One-Skillet Pepper Steak with Beans & Greens

Prep time: 15min
Total time: 170min
Serves: 4
1 lb
sirloin steak
500 g
3 tbsp
soy sauce
45 mL
1 tbsp
minced fresh ginger
15 mL
4
cloves garlic, thinly sliced
2 tbsp
cracked black pepper, or to taste
30 mL
2 tbsp
canola oil, divided
30 mL
1 tbsp
all-purpose flour
15 mL
1 cup
reduced sodium beef broth
250 mL
1 pkg
Compliments green beans, trimmed
340 g
5 oz
baby bok choy (about 8)
150 g
Per serving (1/4 of the recipe):
calories
260
fat
12 g
saturated fat
2.5 g
carbs
12 g
sugar
3 g
protein
29 g
cholestrol
55 mg
fibre
4 g
sodium
880 mg

Directions

  1. Add steak to re-sealable plastic bag along with soy sauce, ginger, garlic and pepper. Marinate, refrigerated, 2 hr. or overnight.

  2. Remove steak from marinade, pouring marinade from the bag into a bowl. Pat steak dry with paper towel. Heat half the oil in large skillet set over medium-high heat. Cook steak 8 to 10 min., turning once, or until medium-rare and internal temperature reaches 145°F (63°C). Transfer steak to plate to rest.

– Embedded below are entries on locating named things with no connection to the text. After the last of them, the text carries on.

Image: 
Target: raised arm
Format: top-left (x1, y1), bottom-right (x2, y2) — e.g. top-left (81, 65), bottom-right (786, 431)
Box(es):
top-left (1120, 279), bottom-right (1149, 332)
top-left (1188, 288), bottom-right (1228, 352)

  3. Meanwhile, whisk together reserved marinade and flour until smooth. Stir in beef broth and 1/4 cup (60 mL) water; set aside.

  4. Heat remaining oil in same skillet set over medium-high heat. Add green beans and cook, stirring, 2 to 3 min. until they start to soften. Reduce heat, if necessary, to prevent scorching browned bits in bottom of skillet. Stir in bok choy; cook 2 to 3 min. until tender-crisp. Transfer vegetables to plate. Pour marinade mixture into skillet; bring to a boil. Reduce heat to medium-low. Simmer 3 to 5 min. until thickened. Add green beans and bok choy back into skillet; cook another 1 to 2 min. until tender. Transfer beans and bok choy to serving dish. Thinly slice steak across the grain; place on vegetables. Drizzle with sauce remaining in skillet to serve.